I will be in Spartanburg the second week of April, visiting the Performance Center on the 8th. 

Was wondering who else will be there - the calendar is empty.


----------



## keithsimp (Nov 18, 2007)

JSpira said:


> I will be in Spartanburg the second week of April, visiting the Performance Center on the 8th.
> 
> Was wondering who else will be there - the calendar is empty.


No deliveries starting April 7th thru 28th. At least that's what I thought. Are you there for the X6 intros, training? 
I squeaked in on the 3rd, before it shuts down.


----------



## IrvRobinson (May 10, 2006)

I'll be there on the last day of the ride & drive....the 18th,arriving on the 17th....


----------



## JSpira (Oct 21, 2002)

keithsimp said:


> No deliveries starting April 7th thru 28th. At least that's what I thought. Are you there for the X6 intros, training?
> I squeaked in on the 3rd, before it shuts down.


Didn't realize there were zero deliveries. I'm there for the international press launch.


----------



## I-Won-Today (Feb 21, 2007)

JSpira said:


> Didn't realize there were zero deliveries. I'm there for the international press launch.


I'll be there... definetely ask for me when your here. It would be great to meet in person.

Deliveries are pretty much shut down for the entire month of April. They will be utilizing our entire facility for the 1, M3, and X6 ride and drive. We will also be conducting some of the training for the CA's during that event. Not sure yet if we will have any involvement with the press launch at this time.

Hope to see you soon :thumbup:


----------



## KevinC (Oct 29, 2005)

I-Won-Today said:


> Deliveries are pretty much shut down for the entire month of April. They will be utilizing our entire facility for the 1, M3, and X6 ride and drive.


My company has a corporate event booked for the 29th.. we WILL be able to drive that day, no? This will be my second such event.. first time was a couple of years ago, M Coupes yet.. can't wait to drive my "own" car on the track.


----------



## I-Won-Today (Feb 21, 2007)

KevinC said:


> My company has a corporate event booked for the 29th.. we WILL be able to drive that day, no? This will be my second such event.. first time was a couple of years ago, M Coupes yet.. can't wait to drive my "own" car on the track.


You'll be fine :thumbup:

The last day for the dealer launch of those vehicles is April 24th.
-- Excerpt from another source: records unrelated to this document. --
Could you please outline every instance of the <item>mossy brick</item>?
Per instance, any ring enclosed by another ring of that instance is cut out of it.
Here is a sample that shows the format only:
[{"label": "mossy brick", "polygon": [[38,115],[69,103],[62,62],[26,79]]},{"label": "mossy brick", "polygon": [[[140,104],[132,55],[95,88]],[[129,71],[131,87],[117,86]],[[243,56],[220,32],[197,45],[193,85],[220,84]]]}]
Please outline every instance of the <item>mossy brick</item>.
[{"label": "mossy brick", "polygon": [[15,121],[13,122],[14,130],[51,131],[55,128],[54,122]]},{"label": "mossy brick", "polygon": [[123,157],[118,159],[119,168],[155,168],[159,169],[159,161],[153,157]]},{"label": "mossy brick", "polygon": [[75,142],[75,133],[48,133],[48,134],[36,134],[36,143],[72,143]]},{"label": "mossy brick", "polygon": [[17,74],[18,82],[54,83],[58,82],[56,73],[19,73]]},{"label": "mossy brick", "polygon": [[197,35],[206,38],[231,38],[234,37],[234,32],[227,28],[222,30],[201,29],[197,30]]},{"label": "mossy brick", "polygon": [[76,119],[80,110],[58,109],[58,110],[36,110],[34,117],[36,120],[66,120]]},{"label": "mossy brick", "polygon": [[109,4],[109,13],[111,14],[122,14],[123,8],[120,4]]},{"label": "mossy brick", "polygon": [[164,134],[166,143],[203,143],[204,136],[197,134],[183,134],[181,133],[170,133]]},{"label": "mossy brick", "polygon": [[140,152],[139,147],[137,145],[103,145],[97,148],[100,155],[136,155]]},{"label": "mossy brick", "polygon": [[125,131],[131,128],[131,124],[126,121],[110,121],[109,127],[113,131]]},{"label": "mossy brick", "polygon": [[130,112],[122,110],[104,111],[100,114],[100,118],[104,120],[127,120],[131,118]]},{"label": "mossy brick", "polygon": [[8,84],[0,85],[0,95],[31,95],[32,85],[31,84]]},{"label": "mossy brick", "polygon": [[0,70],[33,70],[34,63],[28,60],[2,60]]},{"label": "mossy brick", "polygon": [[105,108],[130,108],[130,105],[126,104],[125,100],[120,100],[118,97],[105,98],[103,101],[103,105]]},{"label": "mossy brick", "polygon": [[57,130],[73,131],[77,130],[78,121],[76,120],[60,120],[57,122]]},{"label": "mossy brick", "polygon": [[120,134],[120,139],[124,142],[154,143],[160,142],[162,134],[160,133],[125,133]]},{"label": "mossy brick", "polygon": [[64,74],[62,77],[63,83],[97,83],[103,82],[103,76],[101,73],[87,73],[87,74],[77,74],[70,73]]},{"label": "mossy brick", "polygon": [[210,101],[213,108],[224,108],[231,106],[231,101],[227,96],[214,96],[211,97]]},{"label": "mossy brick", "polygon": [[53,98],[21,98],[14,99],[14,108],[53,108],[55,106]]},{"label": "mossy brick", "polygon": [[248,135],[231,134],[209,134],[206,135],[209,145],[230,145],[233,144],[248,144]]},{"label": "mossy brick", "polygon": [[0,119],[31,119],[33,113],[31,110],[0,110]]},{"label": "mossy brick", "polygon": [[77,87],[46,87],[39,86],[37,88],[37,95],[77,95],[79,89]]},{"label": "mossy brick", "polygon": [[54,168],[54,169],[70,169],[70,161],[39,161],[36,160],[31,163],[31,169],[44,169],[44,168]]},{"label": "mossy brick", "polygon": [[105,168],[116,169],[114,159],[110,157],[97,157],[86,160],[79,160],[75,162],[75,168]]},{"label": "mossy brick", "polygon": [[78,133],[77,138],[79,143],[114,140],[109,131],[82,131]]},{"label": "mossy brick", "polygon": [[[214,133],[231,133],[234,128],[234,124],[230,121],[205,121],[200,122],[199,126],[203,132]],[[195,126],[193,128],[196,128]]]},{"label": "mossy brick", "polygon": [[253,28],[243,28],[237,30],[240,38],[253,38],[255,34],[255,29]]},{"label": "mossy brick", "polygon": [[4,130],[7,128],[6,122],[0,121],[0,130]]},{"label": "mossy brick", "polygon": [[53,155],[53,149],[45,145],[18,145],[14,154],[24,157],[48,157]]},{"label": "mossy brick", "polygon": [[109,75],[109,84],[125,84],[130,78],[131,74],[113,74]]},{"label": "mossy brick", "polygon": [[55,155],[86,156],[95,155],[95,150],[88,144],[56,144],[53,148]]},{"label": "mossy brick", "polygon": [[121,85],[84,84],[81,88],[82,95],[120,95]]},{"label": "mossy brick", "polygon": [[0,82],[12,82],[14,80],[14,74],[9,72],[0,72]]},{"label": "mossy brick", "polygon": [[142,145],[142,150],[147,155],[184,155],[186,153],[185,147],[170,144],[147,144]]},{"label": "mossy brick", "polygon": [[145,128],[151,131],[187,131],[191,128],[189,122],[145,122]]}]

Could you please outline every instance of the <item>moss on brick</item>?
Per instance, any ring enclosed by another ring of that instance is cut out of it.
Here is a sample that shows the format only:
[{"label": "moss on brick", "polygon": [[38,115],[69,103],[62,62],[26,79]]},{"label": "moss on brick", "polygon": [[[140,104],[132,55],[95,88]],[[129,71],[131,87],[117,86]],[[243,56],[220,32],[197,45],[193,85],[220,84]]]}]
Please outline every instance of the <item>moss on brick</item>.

The following week will back to normal.

We do have the M Coupes in our fleet now. The only vehicle we are missing is the 1 series. We should have those by the end of April.

Enjoy!


----------



## JSpira (Oct 21, 2002)

I-Won-Today said:


> I'll be there... definetely ask for me when your here. It would be great to meet in person.
> 
> Deliveries are pretty much shut down for the entire month of April. They will be utilizing our entire facility for the 1, M3, and X6 ride and drive. We will also be conducting some of the training for the CA's during that event. Not sure yet if we will have any involvement with the press launch at this time.
> 
> Hope to see you soon :thumbup:


Now that I'm in Spartanburg and looking at the agenda, I see we actually don't make it over to the Performance Center. Instead we drive tomorrow to the Michelin Proving Ground and back. Looks like a fun drive. X6 looks pretty sweet too.


----------



## KevinC (Oct 29, 2005)

I-Won-Today said:


> We do have the M Coupes in our fleet now. The only vehicle we are missing is the 1 series. We should have those by the end of April.
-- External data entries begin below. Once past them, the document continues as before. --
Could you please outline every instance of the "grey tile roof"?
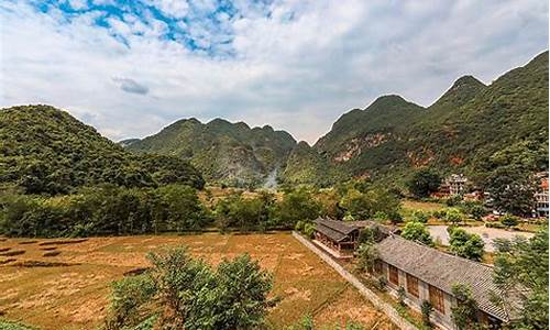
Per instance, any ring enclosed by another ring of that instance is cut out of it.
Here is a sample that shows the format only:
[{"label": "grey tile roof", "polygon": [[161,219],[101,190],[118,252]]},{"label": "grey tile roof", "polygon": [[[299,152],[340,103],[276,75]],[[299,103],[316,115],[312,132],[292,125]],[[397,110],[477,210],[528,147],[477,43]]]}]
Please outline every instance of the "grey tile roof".
[{"label": "grey tile roof", "polygon": [[503,321],[515,318],[514,312],[507,312],[491,302],[493,293],[498,294],[493,283],[492,266],[450,255],[398,235],[389,235],[377,248],[382,261],[451,295],[453,284],[470,285],[481,310]]},{"label": "grey tile roof", "polygon": [[317,231],[337,242],[343,241],[353,231],[359,230],[358,227],[349,226],[346,222],[332,219],[317,218],[314,222],[317,224]]}]

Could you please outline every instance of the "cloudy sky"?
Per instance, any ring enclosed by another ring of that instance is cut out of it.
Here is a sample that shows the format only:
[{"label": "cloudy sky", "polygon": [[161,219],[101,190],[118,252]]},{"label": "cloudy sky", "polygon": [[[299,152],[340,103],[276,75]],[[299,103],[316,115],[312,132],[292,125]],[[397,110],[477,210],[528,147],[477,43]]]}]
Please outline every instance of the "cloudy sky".
[{"label": "cloudy sky", "polygon": [[112,140],[195,117],[315,142],[352,108],[429,106],[548,48],[546,0],[0,2],[0,106],[48,103]]}]

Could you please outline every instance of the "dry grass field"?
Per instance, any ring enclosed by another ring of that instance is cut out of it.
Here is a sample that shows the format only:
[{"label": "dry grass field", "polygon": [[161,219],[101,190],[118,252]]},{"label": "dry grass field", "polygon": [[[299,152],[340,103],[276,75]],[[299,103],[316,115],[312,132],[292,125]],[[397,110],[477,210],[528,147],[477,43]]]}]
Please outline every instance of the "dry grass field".
[{"label": "dry grass field", "polygon": [[0,316],[40,329],[101,326],[109,284],[147,266],[145,254],[185,244],[212,265],[248,252],[275,276],[273,329],[311,314],[319,326],[355,320],[366,329],[394,329],[353,287],[288,233],[161,235],[29,240],[0,238]]}]

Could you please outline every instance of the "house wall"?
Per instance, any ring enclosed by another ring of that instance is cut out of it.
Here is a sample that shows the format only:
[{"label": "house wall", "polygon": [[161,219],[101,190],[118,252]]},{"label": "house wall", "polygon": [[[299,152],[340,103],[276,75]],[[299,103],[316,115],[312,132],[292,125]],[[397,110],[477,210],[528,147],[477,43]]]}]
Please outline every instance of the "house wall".
[{"label": "house wall", "polygon": [[[399,274],[399,284],[394,285],[392,282],[389,282],[389,266],[386,263],[382,263],[382,272],[385,278],[387,279],[387,285],[391,290],[393,290],[394,295],[397,295],[399,287],[405,288],[406,293],[406,301],[407,305],[409,305],[411,308],[421,311],[420,306],[424,300],[430,300],[430,294],[429,294],[429,284],[426,282],[421,280],[418,278],[418,298],[413,296],[407,292],[407,273],[398,270]],[[444,312],[440,312],[436,309],[431,312],[431,320],[433,323],[438,324],[441,328],[444,329],[455,329],[454,323],[451,319],[451,307],[454,306],[455,299],[449,295],[448,293],[443,293],[443,305],[444,305]]]}]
Hmm, our date is the 29th, maybe they'll have _just_ arrived. I'd really like to drive the 1. The first group I attended with was huge, so every time we got out on the track, there was a near-instant logjam of cars. This group should be much smaller. :thumbup:


----------



## cha777 (Sep 19, 2006)

Are they doing the German press show in OberPfaffelbachen?


----------



## JSpira (Oct 21, 2002)

cha777 said:


> Are they doing the German press show in OberPfaffelbachen?


They were but the satnav couldn´t find it :rofl:


----------